Je n'ai pas la force de répondre. Il ne mérite pas que je perde mon temps pour lui. Ses mots me dégoûtent autant que sa personne. Mes yeux restent fixés sur l'être que j'ai jamais aimé et qui s'apprête à souffrir. Au premier coup de fouet, la foule retient son souffle, et je ne peux m'empêcher de détourner les yeux. Le sang vient dégouliner sur son dos et les quelques gouttes tombent au sol tandis que Rewind demeure impassible. Il ose enfin affronter mon regard. Ces yeux... Jamais je ne pourrais les oublier. Le deuxième coup le fait tiquer. Il grimace de douleur et m'évite cette fois-ci.
C'en est trop. Je n'attendrais pas un coup de plus. Je ne peux pas le voir souffrir ainsi. Je tente de me défaire de la poigne de ces deux hommes mais je n'y arrive pas. Qu'est-ce que j'espérais, aussi ? Mon oncle profite du spectacle alors que Lorcan laisse son regard se profiler à l'horizon. Les coups continuent. Quatre. Neuf. Douze ? Je ne sais plus. Tout ce que je vois, c'est une mare de sang aux pieds de Rewind qui peine à tenir debout. Les larmes inondent mes joues. Mon oncle me l'avait dit. Il se délectera du moindre de mes sanglots alors que je regarderai mes proches mourir.

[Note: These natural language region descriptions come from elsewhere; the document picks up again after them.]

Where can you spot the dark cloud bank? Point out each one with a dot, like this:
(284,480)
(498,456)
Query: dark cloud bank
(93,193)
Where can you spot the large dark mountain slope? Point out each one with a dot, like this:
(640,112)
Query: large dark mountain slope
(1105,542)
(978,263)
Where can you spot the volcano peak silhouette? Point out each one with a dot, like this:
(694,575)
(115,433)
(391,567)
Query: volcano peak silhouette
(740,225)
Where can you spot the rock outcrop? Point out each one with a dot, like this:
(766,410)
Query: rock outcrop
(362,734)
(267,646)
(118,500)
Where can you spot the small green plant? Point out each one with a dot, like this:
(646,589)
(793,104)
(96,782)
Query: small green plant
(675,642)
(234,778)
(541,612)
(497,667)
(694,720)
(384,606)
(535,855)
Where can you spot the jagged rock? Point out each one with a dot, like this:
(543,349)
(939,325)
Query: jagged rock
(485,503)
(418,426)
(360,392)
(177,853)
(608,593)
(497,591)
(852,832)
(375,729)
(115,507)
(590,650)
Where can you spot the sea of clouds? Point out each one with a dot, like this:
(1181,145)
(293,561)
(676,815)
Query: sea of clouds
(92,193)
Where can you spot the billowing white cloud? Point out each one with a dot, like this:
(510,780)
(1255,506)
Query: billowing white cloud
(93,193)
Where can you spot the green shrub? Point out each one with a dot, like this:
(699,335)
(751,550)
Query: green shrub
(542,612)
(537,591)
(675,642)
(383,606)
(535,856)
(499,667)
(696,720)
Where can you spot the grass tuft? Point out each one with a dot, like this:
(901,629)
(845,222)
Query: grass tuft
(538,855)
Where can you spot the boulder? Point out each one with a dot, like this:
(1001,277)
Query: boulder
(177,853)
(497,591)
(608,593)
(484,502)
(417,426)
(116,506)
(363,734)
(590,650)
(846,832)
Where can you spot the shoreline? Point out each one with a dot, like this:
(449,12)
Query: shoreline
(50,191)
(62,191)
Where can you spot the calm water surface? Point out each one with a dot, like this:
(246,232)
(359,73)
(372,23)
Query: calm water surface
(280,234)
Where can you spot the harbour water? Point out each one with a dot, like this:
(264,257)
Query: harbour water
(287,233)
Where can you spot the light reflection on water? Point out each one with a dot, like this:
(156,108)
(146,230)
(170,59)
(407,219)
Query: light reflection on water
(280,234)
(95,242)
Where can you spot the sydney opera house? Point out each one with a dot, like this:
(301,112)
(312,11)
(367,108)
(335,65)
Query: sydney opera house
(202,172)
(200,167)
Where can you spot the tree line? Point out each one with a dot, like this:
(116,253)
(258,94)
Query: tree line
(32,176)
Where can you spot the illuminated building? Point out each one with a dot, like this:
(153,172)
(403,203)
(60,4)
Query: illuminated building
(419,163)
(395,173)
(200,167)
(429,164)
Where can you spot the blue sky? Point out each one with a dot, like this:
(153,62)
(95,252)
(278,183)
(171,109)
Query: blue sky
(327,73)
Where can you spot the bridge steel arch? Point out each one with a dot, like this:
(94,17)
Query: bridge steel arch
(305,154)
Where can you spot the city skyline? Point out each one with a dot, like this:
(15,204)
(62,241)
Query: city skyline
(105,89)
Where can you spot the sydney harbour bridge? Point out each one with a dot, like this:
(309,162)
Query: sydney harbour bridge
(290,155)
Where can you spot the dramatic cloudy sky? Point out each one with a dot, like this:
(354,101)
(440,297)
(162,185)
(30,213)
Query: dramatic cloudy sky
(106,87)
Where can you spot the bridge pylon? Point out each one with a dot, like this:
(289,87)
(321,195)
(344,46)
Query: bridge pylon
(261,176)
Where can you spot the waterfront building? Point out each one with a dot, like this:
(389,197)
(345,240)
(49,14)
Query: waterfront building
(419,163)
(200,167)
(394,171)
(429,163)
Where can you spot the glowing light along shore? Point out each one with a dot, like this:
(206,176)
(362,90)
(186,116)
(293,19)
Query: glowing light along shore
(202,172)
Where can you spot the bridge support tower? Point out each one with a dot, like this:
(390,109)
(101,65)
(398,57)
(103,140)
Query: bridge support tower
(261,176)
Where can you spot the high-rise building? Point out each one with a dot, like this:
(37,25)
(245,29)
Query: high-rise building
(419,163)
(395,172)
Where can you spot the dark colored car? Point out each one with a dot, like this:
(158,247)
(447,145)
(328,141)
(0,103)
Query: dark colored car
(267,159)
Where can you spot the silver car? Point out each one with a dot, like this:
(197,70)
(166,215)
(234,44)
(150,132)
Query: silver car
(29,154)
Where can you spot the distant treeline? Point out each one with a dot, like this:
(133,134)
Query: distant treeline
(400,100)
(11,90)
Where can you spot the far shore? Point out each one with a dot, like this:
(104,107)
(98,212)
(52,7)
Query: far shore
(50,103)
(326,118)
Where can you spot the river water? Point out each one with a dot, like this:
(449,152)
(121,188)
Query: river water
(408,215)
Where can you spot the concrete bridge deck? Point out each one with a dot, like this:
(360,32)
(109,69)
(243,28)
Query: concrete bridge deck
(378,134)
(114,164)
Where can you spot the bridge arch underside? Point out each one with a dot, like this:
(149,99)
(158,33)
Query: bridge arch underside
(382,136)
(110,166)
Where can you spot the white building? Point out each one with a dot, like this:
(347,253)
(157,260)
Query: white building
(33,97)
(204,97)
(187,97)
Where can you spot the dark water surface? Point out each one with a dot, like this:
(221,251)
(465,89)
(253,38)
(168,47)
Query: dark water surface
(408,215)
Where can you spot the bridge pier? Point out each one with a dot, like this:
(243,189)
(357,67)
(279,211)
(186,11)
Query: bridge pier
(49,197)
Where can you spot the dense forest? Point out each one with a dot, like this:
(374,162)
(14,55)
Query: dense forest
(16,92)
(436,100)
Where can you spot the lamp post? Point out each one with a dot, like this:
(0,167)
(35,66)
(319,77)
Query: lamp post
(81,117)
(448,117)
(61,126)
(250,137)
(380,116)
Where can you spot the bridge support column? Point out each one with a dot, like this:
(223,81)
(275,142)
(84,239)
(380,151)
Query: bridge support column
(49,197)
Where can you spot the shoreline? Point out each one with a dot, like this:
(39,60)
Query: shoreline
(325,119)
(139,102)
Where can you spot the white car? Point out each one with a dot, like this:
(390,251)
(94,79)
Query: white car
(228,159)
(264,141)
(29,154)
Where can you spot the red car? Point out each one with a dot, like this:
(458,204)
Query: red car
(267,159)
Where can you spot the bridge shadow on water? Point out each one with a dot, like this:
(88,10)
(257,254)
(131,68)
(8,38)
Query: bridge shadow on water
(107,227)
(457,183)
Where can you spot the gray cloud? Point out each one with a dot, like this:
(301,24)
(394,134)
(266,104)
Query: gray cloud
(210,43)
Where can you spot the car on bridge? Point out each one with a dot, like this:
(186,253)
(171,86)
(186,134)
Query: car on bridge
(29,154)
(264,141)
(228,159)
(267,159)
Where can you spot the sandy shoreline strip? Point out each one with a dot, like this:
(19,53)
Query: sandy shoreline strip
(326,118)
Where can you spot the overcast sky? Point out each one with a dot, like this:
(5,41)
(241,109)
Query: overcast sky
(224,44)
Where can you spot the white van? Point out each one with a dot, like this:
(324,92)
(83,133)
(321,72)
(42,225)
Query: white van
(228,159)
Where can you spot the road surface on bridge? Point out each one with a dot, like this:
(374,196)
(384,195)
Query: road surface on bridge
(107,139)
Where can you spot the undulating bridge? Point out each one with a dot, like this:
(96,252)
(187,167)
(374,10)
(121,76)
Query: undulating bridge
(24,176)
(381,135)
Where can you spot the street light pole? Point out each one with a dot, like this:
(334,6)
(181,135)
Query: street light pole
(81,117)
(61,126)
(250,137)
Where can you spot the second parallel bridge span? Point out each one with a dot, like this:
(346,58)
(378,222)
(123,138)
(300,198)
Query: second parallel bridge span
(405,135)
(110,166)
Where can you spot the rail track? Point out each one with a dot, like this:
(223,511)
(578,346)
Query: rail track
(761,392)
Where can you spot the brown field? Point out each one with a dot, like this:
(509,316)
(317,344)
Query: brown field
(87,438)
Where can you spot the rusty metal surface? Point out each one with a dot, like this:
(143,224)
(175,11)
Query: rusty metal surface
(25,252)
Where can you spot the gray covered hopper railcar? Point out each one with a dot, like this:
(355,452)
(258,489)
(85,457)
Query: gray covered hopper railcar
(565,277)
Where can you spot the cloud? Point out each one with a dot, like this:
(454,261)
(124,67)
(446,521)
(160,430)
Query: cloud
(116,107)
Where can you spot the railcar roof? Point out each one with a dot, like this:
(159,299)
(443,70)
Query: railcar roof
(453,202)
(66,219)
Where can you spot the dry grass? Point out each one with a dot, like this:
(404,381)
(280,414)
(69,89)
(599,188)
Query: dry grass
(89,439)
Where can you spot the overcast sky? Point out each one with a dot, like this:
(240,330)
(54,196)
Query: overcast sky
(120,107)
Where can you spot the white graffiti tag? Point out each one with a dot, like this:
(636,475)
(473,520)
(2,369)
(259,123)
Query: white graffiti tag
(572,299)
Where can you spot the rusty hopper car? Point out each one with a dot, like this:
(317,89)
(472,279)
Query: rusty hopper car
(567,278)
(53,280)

Je sens qu'il va s'évanouir. Je le sais lorsque je vois Rewind grincer des dents pour ne pas crier mais qu'à la façon dont il remue, il a toutes les peines du monde à supporter cette douleur. Avant même que ne résonne le seizième coup, Lorcan me lâche et les deux hommes à mes côtés font quelques pas. La foule se met à chuchoter de nouveau et bientôt, à crier. Puis à se disperser. Je vois les gens courir dans tous les sens, s'enfuir comme si la mort avait débarqué. C'est la cacophonie. Le bourreau, lui, continue ses coups. Le monde peut exploser, il continuera de frapper. Je lève les yeux et mon cœur s'arrête.
Au loin, une armée se dessine. Ce n'est pas la mienne ni celle de Lucrenda. C'est celle d'Imir.